Speed of implementation and zero IT maintenance requirements were also enticing to Dubovik. Because the system is Web-based and served from OpenAir's central server pool, only one code base exists. When OpenAir updates that code each month, customers get the latest version the next time they log in, according to an OpenAir spokesperson. The updates have gone seamlessly so far, according to Dubovik.

Due diligence

Because so much sensitive company data would be residing offsite on OpenAir's servers, concerns over OpenAir's sustainability and IT security surfaced during the product evaluation. Both issues are commonly raised around Web-hosted solutions.

"Web-based companies tend to be smaller and they tend to get eaten, acquired, merged, or just go under," said El-Gabri. "The CIO has to be comfortable with that notion."

To address concerns about OpenAir's viability, Digitas sent in the company's CFO, controller, and legal department to examine the stability of OpenAir's financial situation.

Digitas' security team put OpenAir's tech team through a rigorous review and evaluation as well, and came away convinced that OpenAir could establish a secure feed. The early discovery process, and buy-in from both finance and technology, clearly contributed to the project's success, added Dubovik.

Sailing through integration and training

Implementation began with a resource management component and integration with Digitas' Enterprise Resource Planning (Lawson) and Enterprise Reporting (Business Objects) systems.

The project, completed on schedule by last March without a technical hiccup, lets Digitas measure client profitability and employee utilization across all regional offices— eliminating the silos of information that existed before. In May, the company plugged employee skills data into the resource management component, making the task of assigning staff to client projects more efficient and effective.

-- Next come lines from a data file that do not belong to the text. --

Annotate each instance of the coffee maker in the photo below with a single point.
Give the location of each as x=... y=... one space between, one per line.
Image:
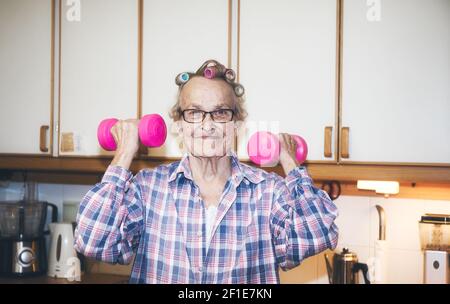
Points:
x=435 y=242
x=22 y=237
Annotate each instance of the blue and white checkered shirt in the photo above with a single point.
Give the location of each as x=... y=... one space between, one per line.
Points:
x=263 y=222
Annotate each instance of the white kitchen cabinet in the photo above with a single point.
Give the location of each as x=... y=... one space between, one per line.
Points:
x=395 y=77
x=25 y=76
x=178 y=36
x=288 y=68
x=99 y=70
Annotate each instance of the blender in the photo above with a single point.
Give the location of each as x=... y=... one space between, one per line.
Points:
x=435 y=241
x=22 y=237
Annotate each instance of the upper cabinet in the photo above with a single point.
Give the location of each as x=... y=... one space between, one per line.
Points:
x=396 y=82
x=26 y=76
x=178 y=36
x=98 y=70
x=287 y=64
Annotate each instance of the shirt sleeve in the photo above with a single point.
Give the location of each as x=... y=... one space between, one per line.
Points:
x=110 y=217
x=302 y=219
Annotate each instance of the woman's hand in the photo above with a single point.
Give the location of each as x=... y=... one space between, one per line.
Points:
x=288 y=149
x=126 y=135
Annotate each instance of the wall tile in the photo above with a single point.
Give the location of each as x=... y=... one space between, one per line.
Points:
x=405 y=266
x=353 y=220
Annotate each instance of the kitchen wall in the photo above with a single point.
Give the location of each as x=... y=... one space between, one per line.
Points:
x=357 y=221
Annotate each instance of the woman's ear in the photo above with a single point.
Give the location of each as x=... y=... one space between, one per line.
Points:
x=238 y=124
x=176 y=128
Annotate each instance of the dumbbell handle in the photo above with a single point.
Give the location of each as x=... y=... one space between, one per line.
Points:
x=264 y=148
x=152 y=132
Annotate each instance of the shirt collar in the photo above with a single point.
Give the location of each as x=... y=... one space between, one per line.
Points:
x=239 y=171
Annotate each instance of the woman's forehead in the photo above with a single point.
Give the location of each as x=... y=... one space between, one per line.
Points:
x=200 y=92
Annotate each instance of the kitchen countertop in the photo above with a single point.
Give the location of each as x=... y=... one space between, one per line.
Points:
x=90 y=278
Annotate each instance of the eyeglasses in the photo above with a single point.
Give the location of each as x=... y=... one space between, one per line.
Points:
x=195 y=116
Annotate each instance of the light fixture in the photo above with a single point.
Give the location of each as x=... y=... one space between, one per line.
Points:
x=383 y=187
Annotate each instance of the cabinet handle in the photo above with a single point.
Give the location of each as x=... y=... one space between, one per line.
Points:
x=327 y=144
x=344 y=142
x=43 y=139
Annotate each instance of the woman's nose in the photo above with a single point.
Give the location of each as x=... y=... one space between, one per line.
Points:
x=208 y=122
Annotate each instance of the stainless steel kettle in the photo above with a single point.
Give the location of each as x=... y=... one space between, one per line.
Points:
x=345 y=268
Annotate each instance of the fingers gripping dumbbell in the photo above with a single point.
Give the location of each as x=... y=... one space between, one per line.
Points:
x=263 y=148
x=152 y=132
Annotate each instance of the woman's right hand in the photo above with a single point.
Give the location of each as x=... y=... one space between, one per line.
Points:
x=126 y=135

The integration went well for several reasons, according to the company. First, the firm conducted a thorough needs analysis with the business users. Then Digitas assigned an in-house team from the security organization, programming staff, and a systems analyst/project manager to work with OpenAir's consulting group. Those groups set up a demo environment with real data and studied how the staff used the system. This research informed the customization team how best to tailor the interface to suit the business need.

With both development teams based in Boston, streamlined communications and face-to-face meetings also played into the successful integration.

Digitas has taken both formal and informal approaches to training users on the OpenAir system. Initially, 50 people in the staffing organization, including staffing managers from all three offices, sat through a day-and-a-half class at Digitas' Boston-based training facility to learn OpenAir's resource management component. Later, 50 senior managers were simply given IDs and instructions via e-mail on where to find the data they needed. So far, the training's been quite speedy due to the application's well-designed interface, said Dubovik.

Project implementation will continue as Digitas prepares to plug in OpenAir's revenue forecasting component next— providing yet another opportunity for better operational efficiency.